Mama Rara tersentak kaget, padahal dia sudah menyiapkan diri untuk bertempur kata-kata dengan Rara. Namun, dia tidak memperkirakan reaksi Rara yang ini.

"Jangan pernah sebut dia di depan wajahku, Ma. Dia bahkan tidak pantas menyandang gelar ayah. Apa ada seorang ayah yang meninggalkan keluarganya di saat terpuruk? Kecuali dia laki-laki bajingan." makinya sambil ngos-ngosan layaknya orang lari marathon dengan jarak empat puluh dua kilo meter.

Mama Rara membuka suara. "Maka buktikan pada mama jika kamu tidak sama dengan laki-laki itu. Buktikan pada mama jika kamu lebih hebat dari dia, bisa berdiri tanpanya, dan bisa hidup tanpa bantuannya sama sekali. Buktikan pada mama, Rara!"

Rara terhenyak di tempatnya. Pikirannya tidak bisa diam. Gerakan matanya nampak gelisah. Pertarungan hati dimulai lagi. Dia diam, mematangkan semua keputusan yang tiba-tiba menberontak masuk ke kepalanya.

Mamanya menggeser duduk untuk mendekati Rara, mengusap punggung tangan anaknya barangkali bisa menurunkan gejolak yang terjadi di dalam diri putrinya. "Mama percaya kamu bisa, Sayang. Mama percaya kamu tidak akan mengecewakan mama seperti laki-laki itu." kata mamanya sambil terus mengusap punggung tangan Rara.

Rara hampir saja meneteskan air mata bila saja dia tidak ingat di mana gadis itu berada, maka sebagai gantinya, Rara menggenggam erat tangan tua mamanya, menyalurkan ribuan kepercayaan lewat sana. "Iya, Ma. Aku akan buat mama bangga." Kali ini Rara membiarkan semua berjalan sesuai alur takdir, membawa seklumit harapan yang menguap, dan menina bobokan  segala ego yang bersarang.

Rara bangkit dari duduk, berjalan mendekat ke mamanya, kemudian merengkuh tubuh rapuh itu, membenamkan semua rasa membludak hari ini. Dia hanya butuh penenang agar tidak menyesal esok hari. Dia hanya butuh pelukan dan usapan lembut di kepala sebagai tanda ada orang yang menyayangi dan mempercayainya. Rara hanya butuh itu.

"Sekarang bagaimana, kamu mau?" tanya mamanya hati-hati.

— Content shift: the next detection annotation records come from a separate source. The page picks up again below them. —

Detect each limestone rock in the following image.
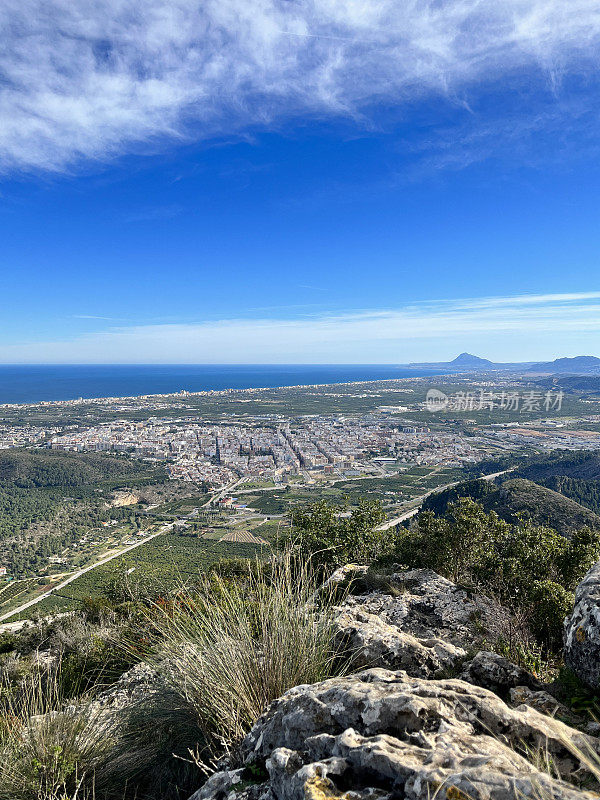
[509,686,580,724]
[335,605,467,677]
[460,650,542,700]
[344,569,496,648]
[564,562,600,689]
[94,661,165,709]
[195,669,600,800]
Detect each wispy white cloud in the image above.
[0,292,600,363]
[0,0,600,170]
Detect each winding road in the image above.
[0,522,175,622]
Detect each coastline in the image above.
[0,365,452,410]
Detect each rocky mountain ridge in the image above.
[182,564,600,800]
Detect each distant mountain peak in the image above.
[450,353,492,367]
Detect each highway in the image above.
[0,522,175,622]
[375,469,510,531]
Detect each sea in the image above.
[0,364,444,403]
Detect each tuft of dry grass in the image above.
[153,554,340,745]
[101,553,348,798]
[0,671,111,800]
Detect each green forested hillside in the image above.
[423,478,600,536]
[514,450,600,483]
[0,450,163,489]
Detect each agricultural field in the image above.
[11,532,271,621]
[243,467,461,516]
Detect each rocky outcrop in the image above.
[564,562,600,689]
[188,565,600,800]
[193,669,600,800]
[344,568,497,648]
[331,565,516,680]
[335,601,467,677]
[460,650,542,700]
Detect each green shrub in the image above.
[292,500,391,569]
[530,580,575,647]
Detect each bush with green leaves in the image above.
[392,498,600,647]
[292,500,391,569]
[530,581,575,646]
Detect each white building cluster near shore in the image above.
[45,415,478,486]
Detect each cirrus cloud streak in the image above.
[0,292,600,364]
[0,0,600,171]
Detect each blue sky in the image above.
[0,0,600,363]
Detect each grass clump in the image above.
[105,554,346,797]
[0,672,112,800]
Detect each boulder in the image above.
[460,650,542,700]
[194,669,600,800]
[343,569,508,649]
[335,603,467,677]
[564,561,600,689]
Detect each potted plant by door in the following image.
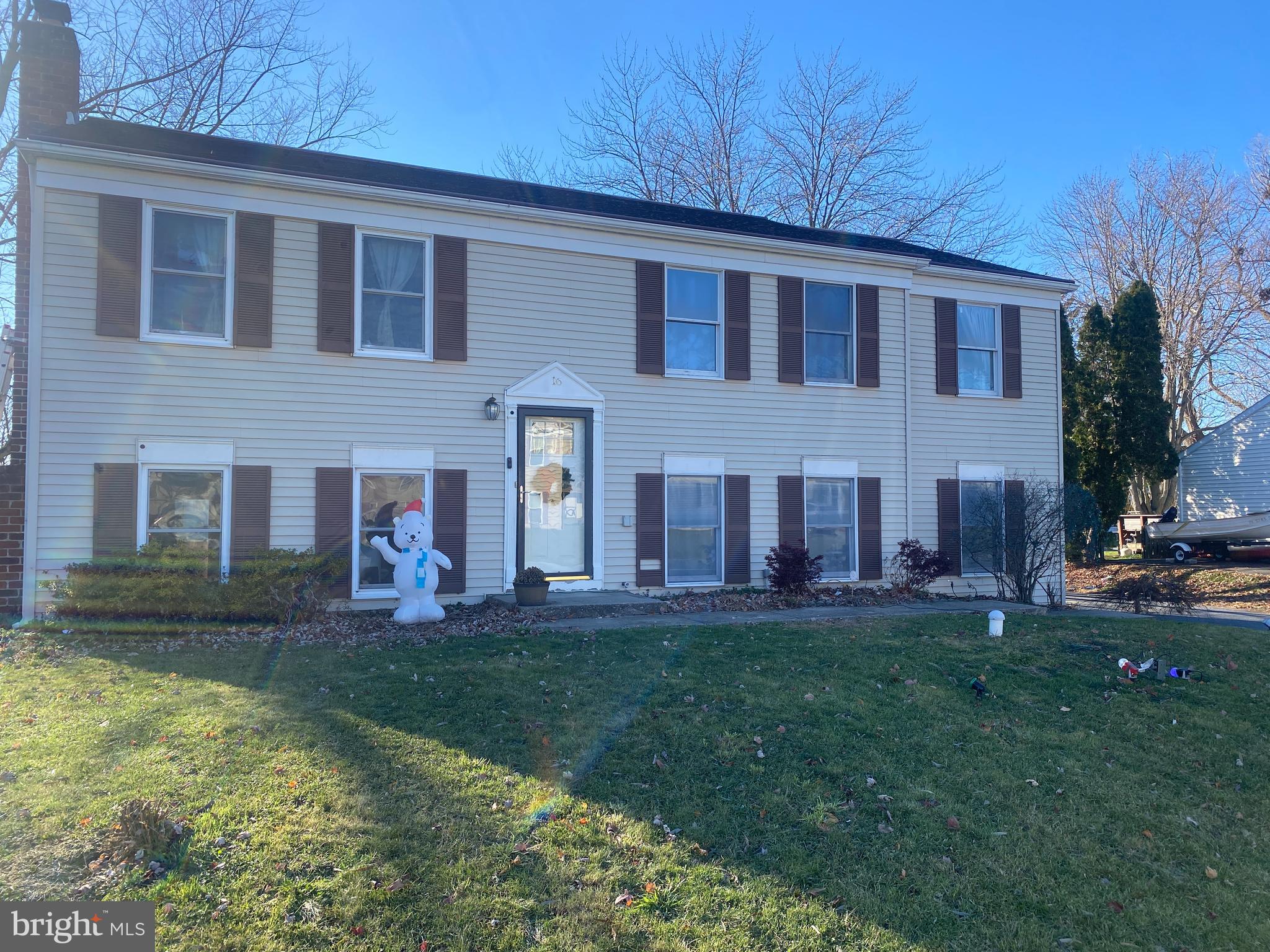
[512,565,550,606]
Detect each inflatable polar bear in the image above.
[371,499,453,625]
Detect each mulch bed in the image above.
[1067,563,1270,612]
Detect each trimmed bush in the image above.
[890,538,949,593]
[55,545,344,624]
[765,544,822,596]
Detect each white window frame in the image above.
[956,301,1002,400]
[141,202,235,346]
[353,227,437,361]
[802,457,859,581]
[662,264,724,383]
[349,466,433,599]
[662,472,728,589]
[956,466,1006,579]
[802,278,859,389]
[137,462,234,581]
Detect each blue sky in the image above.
[314,0,1270,269]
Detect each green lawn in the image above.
[0,615,1270,952]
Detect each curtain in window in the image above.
[362,235,424,350]
[665,476,722,583]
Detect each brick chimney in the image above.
[0,0,80,618]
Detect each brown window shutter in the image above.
[856,476,881,580]
[722,476,749,585]
[776,278,802,383]
[635,262,665,377]
[1001,305,1024,400]
[318,222,357,354]
[97,195,141,338]
[935,480,961,575]
[856,284,881,388]
[432,235,468,360]
[432,470,468,596]
[1005,480,1026,575]
[776,476,806,549]
[234,212,273,346]
[722,271,749,381]
[230,466,274,571]
[935,297,956,396]
[93,464,137,558]
[314,466,353,598]
[635,472,665,589]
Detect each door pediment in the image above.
[504,361,605,406]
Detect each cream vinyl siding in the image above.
[908,291,1060,594]
[35,190,904,601]
[1177,397,1270,519]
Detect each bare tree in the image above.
[0,0,386,319]
[1034,149,1270,485]
[541,32,1021,257]
[765,48,1020,257]
[961,476,1065,606]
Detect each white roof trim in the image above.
[1183,396,1270,456]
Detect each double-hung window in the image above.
[665,476,722,585]
[141,206,234,345]
[802,281,856,385]
[665,267,722,377]
[961,480,1005,575]
[802,476,856,581]
[353,469,432,596]
[956,302,1001,396]
[137,464,230,578]
[354,231,432,358]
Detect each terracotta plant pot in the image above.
[512,581,551,607]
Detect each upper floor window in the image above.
[665,268,722,377]
[956,302,1001,395]
[802,281,856,383]
[354,232,430,356]
[141,207,234,344]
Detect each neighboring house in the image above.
[5,7,1072,614]
[1177,396,1270,519]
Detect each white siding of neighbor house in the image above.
[34,173,1058,612]
[908,292,1062,594]
[1179,397,1270,519]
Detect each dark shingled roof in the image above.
[32,120,1067,284]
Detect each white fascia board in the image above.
[137,439,234,466]
[956,464,1006,482]
[662,453,724,476]
[349,443,435,471]
[802,456,859,480]
[18,139,930,287]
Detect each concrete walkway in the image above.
[544,599,1046,631]
[544,596,1270,632]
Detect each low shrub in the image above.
[53,545,345,624]
[1103,573,1200,614]
[512,565,548,585]
[890,538,950,593]
[765,544,822,596]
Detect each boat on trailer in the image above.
[1145,511,1270,562]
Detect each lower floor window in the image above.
[665,476,722,585]
[353,471,430,591]
[961,480,1005,575]
[140,467,228,575]
[804,476,856,580]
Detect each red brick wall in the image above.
[0,22,80,617]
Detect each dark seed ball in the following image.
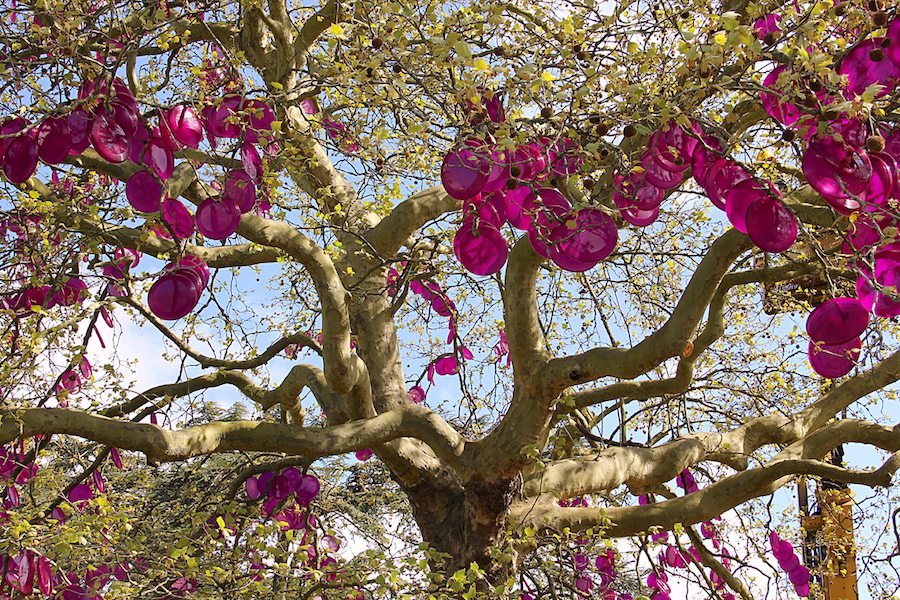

Rara memperhatikan keriput yang mulai memamerkan diri di wajah mamanya. Rara menggigit bibir bawahnya, kelu untuk berbicara. Tak lama dia menjawab, "Iya, Ma, aku mau masuk pondok."

:: ADORA LISTIANA ::

Assalamu'alaykum guysss.

Fyuh *ngelap keringat. Ternyata ngetik cerita sambil dikejar waktu tuh gini, wus wus, cepet banget, ibarat kita ada di tengah-tengah pertikaian Infinity War terus tetiba ada Thanos di depan, eh lari sekenceng kencengnya deh tuh. Ahaha.

Oh iya, pondok pesantrennya Rara aku ambil nama dari Pondok Pesantren Tahfidz Quran Abi-Umi Mahad 'Aly, itu di boyolali ya kawan di jalan Sidomulyo, Ampel, Kabupaten Boyolali, Jawa Tengah 57352. PPTQ ini awalnya untuk anak SMP, tapi dua tahun lalu, tepatnya 2016, mereka membuka Pondok Pesantren untuk lulusan SMA, dan yahhh ... inilah pondok pesantren yang pingin aku masuki tapi gagal. Kalau enggak salah pas aku tanya sama santriwati sana, mereka masih angkatan pertama dan kalau aku masuk aku angkatan kedua. Wow. Berasa apa gitu haha. Dan lagi di pondok pesantren itu enak banget, deket dengan alam, bangunannya warna hijau-hijau semua ihiiirrr.

Ya sudah lah, aku bingung mau ngomong bukan ding ngetik apalagi. Aku akhiri, terima kasih.